Wednesday, June 19, 2013

Better than Expected

Wednesday, June 19th
Day Off #3

I'd wanted to visit the Bingham Gallery, which showcases the work of Maynard Dixon,
ever since reading about it several years ago.   We had intended to stop Monday on the way to Escalante but missed the sign.  Canceling the Phipps Arch hike cleared our agenda for today, so we made the gallery our destination. 

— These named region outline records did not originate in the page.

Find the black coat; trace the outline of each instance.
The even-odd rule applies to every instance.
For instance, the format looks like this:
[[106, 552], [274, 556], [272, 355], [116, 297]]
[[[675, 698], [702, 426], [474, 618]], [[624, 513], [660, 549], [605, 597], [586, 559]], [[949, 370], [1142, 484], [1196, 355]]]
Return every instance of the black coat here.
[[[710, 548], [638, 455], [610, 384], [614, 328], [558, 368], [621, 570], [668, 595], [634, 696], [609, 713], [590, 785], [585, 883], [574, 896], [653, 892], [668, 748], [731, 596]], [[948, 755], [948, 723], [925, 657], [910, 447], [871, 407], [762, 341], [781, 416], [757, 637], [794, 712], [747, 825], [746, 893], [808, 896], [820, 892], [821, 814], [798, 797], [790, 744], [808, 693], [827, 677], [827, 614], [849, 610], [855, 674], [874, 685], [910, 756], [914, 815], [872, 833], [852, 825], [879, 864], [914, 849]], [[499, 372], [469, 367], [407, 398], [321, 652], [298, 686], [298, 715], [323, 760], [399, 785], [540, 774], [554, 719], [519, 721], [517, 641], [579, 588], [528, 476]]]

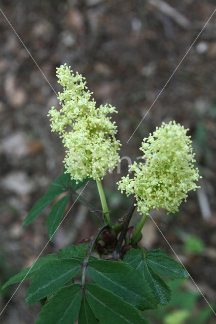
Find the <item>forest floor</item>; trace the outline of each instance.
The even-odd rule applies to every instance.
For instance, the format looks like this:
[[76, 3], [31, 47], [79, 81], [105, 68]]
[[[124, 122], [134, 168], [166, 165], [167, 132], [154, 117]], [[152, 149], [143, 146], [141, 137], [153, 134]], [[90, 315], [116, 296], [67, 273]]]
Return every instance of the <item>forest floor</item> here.
[[[30, 266], [48, 240], [48, 209], [28, 227], [22, 223], [62, 171], [64, 150], [58, 135], [51, 133], [47, 115], [52, 106], [59, 107], [55, 68], [66, 62], [86, 76], [98, 105], [110, 103], [119, 112], [113, 118], [122, 144], [120, 155], [125, 158], [121, 170], [104, 180], [113, 219], [129, 208], [132, 198], [121, 195], [116, 183], [127, 174], [127, 161], [141, 155], [143, 138], [163, 122], [175, 120], [190, 129], [203, 177], [201, 188], [189, 193], [177, 214], [153, 211], [151, 215], [207, 301], [215, 300], [216, 14], [149, 111], [215, 3], [165, 1], [166, 6], [159, 0], [2, 1], [1, 9], [37, 64], [0, 12], [1, 286]], [[83, 195], [100, 208], [93, 182]], [[98, 224], [91, 213], [76, 204], [43, 255], [90, 236]], [[174, 257], [151, 219], [143, 234], [147, 248], [161, 248]], [[2, 322], [36, 320], [40, 305], [25, 304], [28, 283], [23, 282], [13, 297]], [[207, 305], [192, 281], [184, 285], [183, 289], [198, 294], [191, 311], [195, 316]], [[0, 310], [16, 287], [1, 293]], [[206, 323], [213, 320], [213, 313], [209, 316]], [[164, 323], [154, 318], [151, 322]]]

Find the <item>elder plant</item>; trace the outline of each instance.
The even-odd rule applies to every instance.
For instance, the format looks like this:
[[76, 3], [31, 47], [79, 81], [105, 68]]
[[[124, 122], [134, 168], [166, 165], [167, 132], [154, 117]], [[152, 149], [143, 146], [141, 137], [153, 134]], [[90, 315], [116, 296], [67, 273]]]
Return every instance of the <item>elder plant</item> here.
[[[198, 188], [200, 177], [188, 130], [170, 122], [144, 138], [140, 149], [144, 164], [134, 162], [118, 188], [134, 200], [127, 215], [114, 224], [111, 219], [101, 180], [119, 159], [117, 128], [107, 115], [111, 105], [96, 107], [85, 78], [66, 64], [57, 68], [63, 87], [61, 108], [49, 112], [52, 131], [59, 133], [66, 148], [63, 174], [50, 184], [24, 221], [27, 225], [60, 195], [46, 220], [52, 240], [71, 196], [95, 213], [101, 226], [89, 239], [40, 258], [4, 285], [3, 289], [31, 277], [26, 302], [40, 302], [37, 324], [144, 324], [146, 309], [167, 304], [171, 291], [164, 279], [189, 276], [181, 264], [160, 249], [147, 251], [139, 245], [141, 229], [152, 209], [175, 213], [188, 192]], [[91, 179], [96, 182], [102, 211], [96, 211], [77, 190]], [[62, 195], [62, 194], [64, 194]], [[137, 208], [142, 215], [129, 226]], [[98, 257], [91, 256], [97, 252]], [[86, 274], [89, 279], [86, 280]], [[163, 277], [161, 276], [163, 276]], [[145, 315], [145, 314], [144, 314]]]

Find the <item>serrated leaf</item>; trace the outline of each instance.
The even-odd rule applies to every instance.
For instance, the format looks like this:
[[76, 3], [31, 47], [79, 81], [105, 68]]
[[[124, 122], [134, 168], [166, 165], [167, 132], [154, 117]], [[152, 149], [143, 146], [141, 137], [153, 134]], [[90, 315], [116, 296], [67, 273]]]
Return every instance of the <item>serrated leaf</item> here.
[[[187, 273], [184, 268], [160, 249], [150, 250], [143, 256], [140, 250], [131, 249], [125, 255], [124, 261], [143, 275], [158, 302], [161, 305], [166, 305], [169, 302], [171, 291], [158, 273], [171, 278], [187, 277]], [[176, 277], [173, 276], [174, 274]]]
[[158, 304], [166, 305], [171, 299], [171, 290], [165, 281], [146, 263], [144, 264], [144, 276], [152, 288]]
[[160, 249], [151, 250], [147, 254], [147, 262], [153, 269], [169, 279], [188, 278], [189, 275], [182, 265], [166, 255]]
[[80, 310], [81, 285], [74, 284], [59, 289], [39, 313], [36, 324], [72, 324]]
[[78, 183], [77, 183], [76, 180], [73, 180], [71, 182], [72, 189], [74, 190], [75, 191], [76, 191], [78, 190], [78, 189], [81, 188], [81, 187], [82, 187], [85, 183], [86, 183], [86, 182], [88, 182], [88, 181], [89, 181], [90, 180], [90, 179], [87, 178], [86, 179], [84, 179], [84, 180], [82, 181], [78, 180]]
[[57, 259], [57, 258], [58, 256], [56, 253], [48, 254], [46, 257], [40, 258], [35, 262], [33, 264], [33, 266], [31, 266], [28, 268], [23, 269], [23, 270], [22, 270], [20, 272], [17, 273], [17, 274], [15, 274], [13, 277], [11, 277], [11, 278], [10, 278], [9, 280], [8, 280], [3, 286], [2, 290], [4, 289], [10, 285], [12, 285], [12, 284], [15, 284], [16, 282], [21, 281], [24, 278], [25, 279], [24, 279], [24, 280], [26, 280], [26, 279], [28, 279], [28, 278], [32, 277], [33, 273], [34, 273], [36, 271], [39, 270], [41, 267], [44, 265], [44, 264], [46, 263], [48, 261]]
[[50, 296], [73, 278], [81, 267], [76, 259], [61, 259], [48, 261], [33, 275], [26, 297], [28, 305]]
[[60, 249], [58, 257], [59, 259], [69, 259], [81, 255], [84, 256], [89, 244], [89, 243], [84, 243], [78, 246], [72, 245], [64, 249]]
[[88, 271], [94, 282], [108, 289], [141, 310], [156, 308], [156, 301], [148, 283], [124, 262], [89, 261]]
[[[136, 308], [111, 292], [94, 284], [86, 284], [85, 288], [86, 299], [98, 322], [101, 324], [149, 323]], [[92, 322], [90, 322], [92, 324]]]
[[89, 304], [83, 294], [79, 314], [79, 324], [98, 324]]
[[138, 249], [130, 249], [124, 256], [124, 262], [128, 263], [140, 273], [144, 271], [144, 260], [143, 254]]
[[61, 222], [64, 214], [66, 206], [68, 202], [69, 195], [64, 196], [57, 201], [51, 209], [51, 211], [47, 216], [46, 224], [47, 227], [49, 237], [50, 240], [53, 241], [54, 233]]
[[48, 189], [33, 205], [22, 224], [27, 226], [37, 217], [58, 196], [65, 191], [70, 180], [69, 174], [61, 175], [51, 183]]

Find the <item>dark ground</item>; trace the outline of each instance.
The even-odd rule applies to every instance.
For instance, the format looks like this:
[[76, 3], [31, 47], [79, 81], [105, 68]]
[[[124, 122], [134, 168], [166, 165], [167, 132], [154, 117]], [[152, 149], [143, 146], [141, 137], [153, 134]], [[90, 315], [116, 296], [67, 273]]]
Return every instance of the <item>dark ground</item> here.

What fortunate timing! We arrived a few minutes after 10:00, just as the owner was  unlocking the doors.  He told us the docent-led tour requires a reservation but the self-guided tour doesn't and Mrs. Bingham, at the house preparing for a day-camp group, could answer our questions.  The house is a small, simple, straight-forward cabin set in a shaded cove well-watered by an irrigation ditch with a spectacular view of southern Utah's iconic cliffs.                
 


 
 
 
Dixon's Thunderbird insignia above door to his studio
 

We encountered Mrs. Bingham inside the cabin and talked with her for 20 or 30 minutes.  She told us much of what you'd learn in the guided tour as well as how they came to own the property.  After working for Xerox in California during the dot.com era, they became art dealers specializing in works by Dixon and his contemporaries. 




'The Navajo'

They bought the home, studio and additional acreage following the death of Milford Zornes, a watercolor artist, who purchased it from Dixon's widow.   In 1999 they created the non-profit Thunderbird Foundation to preserve and maintain the property as a living history museum.

 
Dixon requested that his ashes be brought to Mt. Carmel.
They are buried beneath this boulder.

Touched and impressed by what we'd seen, we returned to the gallery and offered to take brochures and a poster to display at Parry Lodge.  Mr. Bingham told us about the collection of John K. Hillers* photographs they had purchased in the late 1990's  and showed us several of his portraits of Native Americans.  The collection will be sold at auction in the near future and the Binghams desperately want it to remain in this area.  In addition to the advertising materials, he sent us home with eight of Hillers' Native American prints and a book about Hillers' experiences traveling in the Southwest.

*Hillers served as the photographer for John Wesley Powell's second expedition (1872)down the Colorado River and for the Bureau of American Ethnology.
 


'Indian Boy and His Dog'
 

All that culture made us quite hungry so we stopped at the Thunderbird Restaurant for lunch and their Ho-Made Pie.